L'appareil syndical sur une orientation de prise en charge de plus en plus ouverte

Or, c'est dans la voie exactement inverse que la direction nationale du syndicat s'est engagée : celle d'une prise en charge de plus en plus ouverte de la politique gouvernementale. Elle se situe ainsi dans la continuité de sa devancière qui, à l'instar des autres directions syndicales, a soutenu la fusion entre la Direction Générale des Impôts et la Direction Générale de la Comptabilité Publique entre 2007 et 2012 . Au fil des ans des rapports de proximité étroite, de complicité se sont noués entre les équipes syndicales qui participent à longueur d'années aux groupes de travail, comités techniques et autres réunions de concertation sur le lourd chantier de la fusion des administrations et leurs homologues de la DG. C'est le dialogue social avec ce qu'il suppose de partenariat.

Après l'élection de Hollande et la nomination d'une nouvelle Direction Générale, les directions syndicales ont dénoncé une prétendue insuffisance du dialogue social, elles sont allées durant quelques mois jusqu'à cesser de participer au dialogue social informel. Ce n'était qu'une posture pour justifier leur volonté d'être associées encore plus étroitement au dialogue social qui constitue l'axe des gouvernements dirigés par Hollande, confère les trois conférences sociales de 2012, 2013 et 2014 qui ont toutes les trois accouché d'une contre réforme. C'est ainsi que dès que la DGFIP en a appelé au dialogue social pour mettre en œuvre la nouvelle étape de restructurations, toutes les directions syndicales ont répondu présent et permis le bon déroulement du dialogue social dans ce cadre dès la deuxième partie de l'année 2013. Depuis, c'est une succession ininterrompue de groupes de travail et autres Comités Techniques au niveau national qui ont pour seul effet de démoraliser les agents en leur donnant le sentiment qu'un mouvement irréversible est engagé et qu'ils ne peuvent rien faire contre la Démarche Stratégique. Dans ces conditions, les dirigeants de la CGT ont beau jeu de dire que la DG estime avoir un boulevard devant elle concernant les restructurations. Ouvert par quoi, par qui, sinon par le dialogue social auquel participent les dirigeants syndicaux.

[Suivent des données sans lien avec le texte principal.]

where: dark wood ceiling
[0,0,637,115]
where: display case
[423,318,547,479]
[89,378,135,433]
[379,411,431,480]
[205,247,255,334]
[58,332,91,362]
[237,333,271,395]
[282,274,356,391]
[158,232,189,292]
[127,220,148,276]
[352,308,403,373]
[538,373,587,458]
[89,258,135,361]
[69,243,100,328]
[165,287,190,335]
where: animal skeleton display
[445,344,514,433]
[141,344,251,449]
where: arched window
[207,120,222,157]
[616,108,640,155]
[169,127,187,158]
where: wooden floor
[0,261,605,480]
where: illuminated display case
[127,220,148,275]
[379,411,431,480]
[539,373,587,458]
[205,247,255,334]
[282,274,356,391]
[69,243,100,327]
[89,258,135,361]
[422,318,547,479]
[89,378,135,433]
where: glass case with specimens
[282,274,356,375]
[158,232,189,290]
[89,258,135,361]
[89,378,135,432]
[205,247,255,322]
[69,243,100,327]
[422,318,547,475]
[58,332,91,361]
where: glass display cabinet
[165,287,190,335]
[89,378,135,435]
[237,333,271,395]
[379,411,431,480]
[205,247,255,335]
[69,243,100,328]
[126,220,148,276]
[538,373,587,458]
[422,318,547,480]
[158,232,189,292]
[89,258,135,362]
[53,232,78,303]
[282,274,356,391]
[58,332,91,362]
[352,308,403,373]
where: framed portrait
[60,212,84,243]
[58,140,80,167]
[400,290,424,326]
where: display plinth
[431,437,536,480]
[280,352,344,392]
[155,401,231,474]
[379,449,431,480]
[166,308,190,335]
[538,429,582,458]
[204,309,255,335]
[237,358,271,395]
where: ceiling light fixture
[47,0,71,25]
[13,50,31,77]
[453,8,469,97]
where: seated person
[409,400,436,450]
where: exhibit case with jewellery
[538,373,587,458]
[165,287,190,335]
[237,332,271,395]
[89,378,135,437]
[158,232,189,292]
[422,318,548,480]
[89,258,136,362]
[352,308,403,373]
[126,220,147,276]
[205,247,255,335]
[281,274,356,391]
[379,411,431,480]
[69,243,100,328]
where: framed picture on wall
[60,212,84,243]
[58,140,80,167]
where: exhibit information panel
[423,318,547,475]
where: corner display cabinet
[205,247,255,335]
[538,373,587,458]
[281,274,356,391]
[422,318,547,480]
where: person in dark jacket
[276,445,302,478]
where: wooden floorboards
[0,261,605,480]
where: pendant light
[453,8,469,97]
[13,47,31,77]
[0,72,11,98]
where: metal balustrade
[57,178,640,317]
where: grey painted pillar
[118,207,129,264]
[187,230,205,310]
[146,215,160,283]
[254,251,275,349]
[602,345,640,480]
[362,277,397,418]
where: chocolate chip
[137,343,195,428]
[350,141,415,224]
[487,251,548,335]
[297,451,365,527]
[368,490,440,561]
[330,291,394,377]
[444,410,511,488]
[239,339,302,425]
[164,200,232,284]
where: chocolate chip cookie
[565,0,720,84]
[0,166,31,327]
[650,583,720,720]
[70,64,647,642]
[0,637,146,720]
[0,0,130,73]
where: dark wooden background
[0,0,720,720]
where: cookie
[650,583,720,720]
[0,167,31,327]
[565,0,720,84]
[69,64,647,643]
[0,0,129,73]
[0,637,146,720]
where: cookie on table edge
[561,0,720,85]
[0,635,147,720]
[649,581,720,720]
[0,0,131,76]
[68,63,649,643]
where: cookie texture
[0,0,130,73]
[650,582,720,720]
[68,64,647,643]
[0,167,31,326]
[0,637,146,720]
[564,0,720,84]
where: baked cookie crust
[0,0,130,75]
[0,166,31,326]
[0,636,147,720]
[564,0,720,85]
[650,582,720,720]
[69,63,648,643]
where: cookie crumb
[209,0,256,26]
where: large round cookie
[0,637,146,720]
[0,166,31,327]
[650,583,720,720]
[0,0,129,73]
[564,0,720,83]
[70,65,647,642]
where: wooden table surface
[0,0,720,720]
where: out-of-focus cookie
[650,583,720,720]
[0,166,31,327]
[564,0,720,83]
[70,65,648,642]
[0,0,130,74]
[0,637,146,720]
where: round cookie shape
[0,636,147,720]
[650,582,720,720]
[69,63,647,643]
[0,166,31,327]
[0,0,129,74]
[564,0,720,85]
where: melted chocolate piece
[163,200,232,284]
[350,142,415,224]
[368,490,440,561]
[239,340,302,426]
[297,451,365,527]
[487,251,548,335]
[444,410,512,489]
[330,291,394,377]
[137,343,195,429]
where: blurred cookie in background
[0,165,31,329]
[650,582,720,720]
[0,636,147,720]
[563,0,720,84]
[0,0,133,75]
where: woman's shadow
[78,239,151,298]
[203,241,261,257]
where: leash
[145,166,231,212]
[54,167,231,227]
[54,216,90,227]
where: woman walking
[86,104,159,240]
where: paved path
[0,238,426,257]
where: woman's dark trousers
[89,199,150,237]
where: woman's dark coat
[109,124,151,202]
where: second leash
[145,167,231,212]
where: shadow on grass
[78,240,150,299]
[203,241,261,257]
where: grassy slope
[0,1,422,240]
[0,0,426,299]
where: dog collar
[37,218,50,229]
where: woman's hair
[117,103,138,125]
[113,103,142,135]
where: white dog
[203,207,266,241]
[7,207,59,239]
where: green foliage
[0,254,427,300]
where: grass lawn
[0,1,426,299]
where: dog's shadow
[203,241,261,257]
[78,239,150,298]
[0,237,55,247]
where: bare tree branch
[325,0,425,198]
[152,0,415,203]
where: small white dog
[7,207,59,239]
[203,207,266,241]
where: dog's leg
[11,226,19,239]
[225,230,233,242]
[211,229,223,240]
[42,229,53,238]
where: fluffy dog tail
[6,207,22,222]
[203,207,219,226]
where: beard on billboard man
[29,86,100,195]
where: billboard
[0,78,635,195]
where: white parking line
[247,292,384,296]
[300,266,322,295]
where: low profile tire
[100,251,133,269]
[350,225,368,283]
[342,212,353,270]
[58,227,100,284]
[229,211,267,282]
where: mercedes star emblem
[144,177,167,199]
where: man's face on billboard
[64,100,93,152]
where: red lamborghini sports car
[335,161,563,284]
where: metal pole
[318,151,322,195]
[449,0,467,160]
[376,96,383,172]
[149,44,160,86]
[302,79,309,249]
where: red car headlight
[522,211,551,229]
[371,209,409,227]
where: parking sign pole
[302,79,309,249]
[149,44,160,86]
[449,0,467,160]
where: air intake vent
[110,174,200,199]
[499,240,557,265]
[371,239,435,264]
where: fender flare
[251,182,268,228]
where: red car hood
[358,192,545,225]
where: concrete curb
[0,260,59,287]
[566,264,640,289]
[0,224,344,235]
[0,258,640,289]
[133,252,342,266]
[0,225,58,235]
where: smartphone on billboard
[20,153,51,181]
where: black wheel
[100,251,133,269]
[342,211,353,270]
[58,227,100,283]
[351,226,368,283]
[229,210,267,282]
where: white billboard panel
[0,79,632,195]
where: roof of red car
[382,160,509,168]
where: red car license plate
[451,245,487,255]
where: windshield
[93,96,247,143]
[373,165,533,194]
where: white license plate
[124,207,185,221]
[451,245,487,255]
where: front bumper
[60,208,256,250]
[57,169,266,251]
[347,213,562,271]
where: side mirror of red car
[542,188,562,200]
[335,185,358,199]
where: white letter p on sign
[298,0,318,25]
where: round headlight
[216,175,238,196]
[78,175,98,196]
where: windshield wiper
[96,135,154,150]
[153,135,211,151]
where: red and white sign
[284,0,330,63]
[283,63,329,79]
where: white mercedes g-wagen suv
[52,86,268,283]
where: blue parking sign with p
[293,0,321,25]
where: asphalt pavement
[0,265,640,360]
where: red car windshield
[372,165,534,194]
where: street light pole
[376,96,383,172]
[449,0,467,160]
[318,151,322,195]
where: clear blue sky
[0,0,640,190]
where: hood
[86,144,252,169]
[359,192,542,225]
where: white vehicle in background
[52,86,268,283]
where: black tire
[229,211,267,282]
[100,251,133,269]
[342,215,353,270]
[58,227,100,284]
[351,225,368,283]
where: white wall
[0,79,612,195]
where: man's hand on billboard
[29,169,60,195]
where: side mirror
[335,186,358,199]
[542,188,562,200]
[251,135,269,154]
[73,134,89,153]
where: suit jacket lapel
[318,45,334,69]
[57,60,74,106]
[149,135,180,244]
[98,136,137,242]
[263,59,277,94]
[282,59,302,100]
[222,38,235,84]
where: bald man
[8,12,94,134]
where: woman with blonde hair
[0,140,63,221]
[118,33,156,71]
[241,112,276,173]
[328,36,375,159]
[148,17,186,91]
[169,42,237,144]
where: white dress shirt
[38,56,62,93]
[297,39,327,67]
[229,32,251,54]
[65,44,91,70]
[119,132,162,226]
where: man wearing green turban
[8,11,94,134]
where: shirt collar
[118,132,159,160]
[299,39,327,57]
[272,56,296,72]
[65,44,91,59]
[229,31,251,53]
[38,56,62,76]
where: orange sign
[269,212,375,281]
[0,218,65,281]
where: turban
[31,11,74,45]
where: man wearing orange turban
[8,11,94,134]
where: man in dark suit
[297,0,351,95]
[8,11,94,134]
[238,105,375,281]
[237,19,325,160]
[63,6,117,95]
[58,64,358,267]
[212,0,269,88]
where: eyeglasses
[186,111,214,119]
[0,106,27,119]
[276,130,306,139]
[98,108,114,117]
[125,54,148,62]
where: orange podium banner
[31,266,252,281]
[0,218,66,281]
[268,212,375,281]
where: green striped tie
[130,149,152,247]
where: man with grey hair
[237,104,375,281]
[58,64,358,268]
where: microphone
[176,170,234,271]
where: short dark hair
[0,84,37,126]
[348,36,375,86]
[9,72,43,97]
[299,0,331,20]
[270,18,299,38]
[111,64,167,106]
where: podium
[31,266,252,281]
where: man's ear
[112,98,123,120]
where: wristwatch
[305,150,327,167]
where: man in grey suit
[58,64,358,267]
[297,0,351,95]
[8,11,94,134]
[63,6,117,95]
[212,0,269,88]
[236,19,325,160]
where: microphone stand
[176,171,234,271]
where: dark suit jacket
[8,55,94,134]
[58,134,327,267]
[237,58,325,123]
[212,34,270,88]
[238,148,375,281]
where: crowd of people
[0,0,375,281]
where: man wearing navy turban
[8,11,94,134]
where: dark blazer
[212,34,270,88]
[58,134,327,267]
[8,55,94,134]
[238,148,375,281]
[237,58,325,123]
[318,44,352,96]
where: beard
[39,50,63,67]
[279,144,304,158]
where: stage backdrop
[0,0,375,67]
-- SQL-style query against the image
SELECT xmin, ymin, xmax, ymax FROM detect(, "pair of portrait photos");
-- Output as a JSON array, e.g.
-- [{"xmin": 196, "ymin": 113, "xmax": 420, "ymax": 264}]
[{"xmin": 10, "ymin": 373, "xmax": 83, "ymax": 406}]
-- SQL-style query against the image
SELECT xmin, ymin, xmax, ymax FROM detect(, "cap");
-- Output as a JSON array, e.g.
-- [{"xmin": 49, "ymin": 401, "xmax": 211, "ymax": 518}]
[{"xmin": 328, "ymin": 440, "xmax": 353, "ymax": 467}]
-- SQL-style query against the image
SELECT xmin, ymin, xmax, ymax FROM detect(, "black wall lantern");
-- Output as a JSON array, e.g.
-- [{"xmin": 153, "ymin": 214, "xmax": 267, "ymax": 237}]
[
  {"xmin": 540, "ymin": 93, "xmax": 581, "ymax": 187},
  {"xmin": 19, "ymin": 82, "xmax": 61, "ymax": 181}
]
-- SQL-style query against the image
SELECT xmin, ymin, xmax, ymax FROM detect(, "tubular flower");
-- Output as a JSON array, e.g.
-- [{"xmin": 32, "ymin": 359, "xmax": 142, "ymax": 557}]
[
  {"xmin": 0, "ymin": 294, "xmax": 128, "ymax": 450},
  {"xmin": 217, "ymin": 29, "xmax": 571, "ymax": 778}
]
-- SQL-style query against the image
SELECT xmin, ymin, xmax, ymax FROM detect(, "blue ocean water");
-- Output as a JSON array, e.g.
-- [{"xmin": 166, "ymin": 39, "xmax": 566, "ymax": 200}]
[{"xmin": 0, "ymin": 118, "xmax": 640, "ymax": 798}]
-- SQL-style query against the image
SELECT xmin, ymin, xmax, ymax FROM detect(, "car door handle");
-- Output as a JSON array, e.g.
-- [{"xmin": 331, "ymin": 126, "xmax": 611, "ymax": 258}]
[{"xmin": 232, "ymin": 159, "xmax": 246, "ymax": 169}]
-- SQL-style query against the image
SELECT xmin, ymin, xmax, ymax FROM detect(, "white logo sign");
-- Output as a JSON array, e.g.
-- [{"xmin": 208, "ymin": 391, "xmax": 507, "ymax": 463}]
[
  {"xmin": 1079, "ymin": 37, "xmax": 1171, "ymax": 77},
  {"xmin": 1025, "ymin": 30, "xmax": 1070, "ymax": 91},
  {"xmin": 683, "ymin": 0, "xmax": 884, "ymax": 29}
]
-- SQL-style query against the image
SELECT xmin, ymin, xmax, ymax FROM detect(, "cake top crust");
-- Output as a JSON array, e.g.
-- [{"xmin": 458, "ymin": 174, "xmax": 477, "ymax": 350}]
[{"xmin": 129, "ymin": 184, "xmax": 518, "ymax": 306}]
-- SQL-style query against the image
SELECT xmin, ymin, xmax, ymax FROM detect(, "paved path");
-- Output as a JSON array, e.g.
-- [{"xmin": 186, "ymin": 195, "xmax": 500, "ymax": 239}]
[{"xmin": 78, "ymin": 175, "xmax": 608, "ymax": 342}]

En ce qui concerne la réforme indemnitaire, l'appareil est allé encore plus loin. L'enjeu pour la Direction Générale était de réformer les régimes indemnitaires existant pour rendre le RIFSEEP (Régime Indemnitaire tenant compte des Fonctions , des sujétions, de l'Expertise et de l'Engagement Professionnel), le nouveau régime indemnitaire que le gouvernement veut appliquer à toute la fonction publique, applicable à la DGFIP. Il s'agit d'une attaque majeure contre les agents car l'application du RIFSEEP signifie la remise en cause des régimes indemnitaires DGFIP qui représentent une part importante des rémunérations (jusqu'à 1/3) et bénéficient à tous les agents de façon égalitaire en fonction de leur catégorie et de leur grade. Or les représentants CGT ont chaleureusement approuvé la réforme indemnitaire conduite par la DG début 2014 dans le groupe de travail convoqué à cet effet. Lors du Comité Technique national du 28/01/2014, ils n'ont pas eu de mots pour dire tout le bien qu'ils en pensent : ils déclarent qu'ils « se félicitent » de la suppression des anciennes indemnités sans être arrêtés par le fait que leur maintien s'opposait à l'application du RIFSEEP. En mai 2014, lors du Comité Technique national qui clôture la réforme indemnitaire, ils gratifient les représentants de la DG d'un « dialogue social de qualité » et vont jusqu'à parler d'une « issue trouvée par le haut ». En guise de sortie par le haut, la sortie se fait en rendant les régimes indemnitaires de l'ensemble des agents de la DGFIP compatibles avec le RIFSEEP, elle se traduit aussi pour les agents directement concernés par des pertes sèches de rémunération et le fait que les indemnités de substitution deviennent imposables (ce qui représente un supplément d'impôt pouvant atteindre des centaines d'euros).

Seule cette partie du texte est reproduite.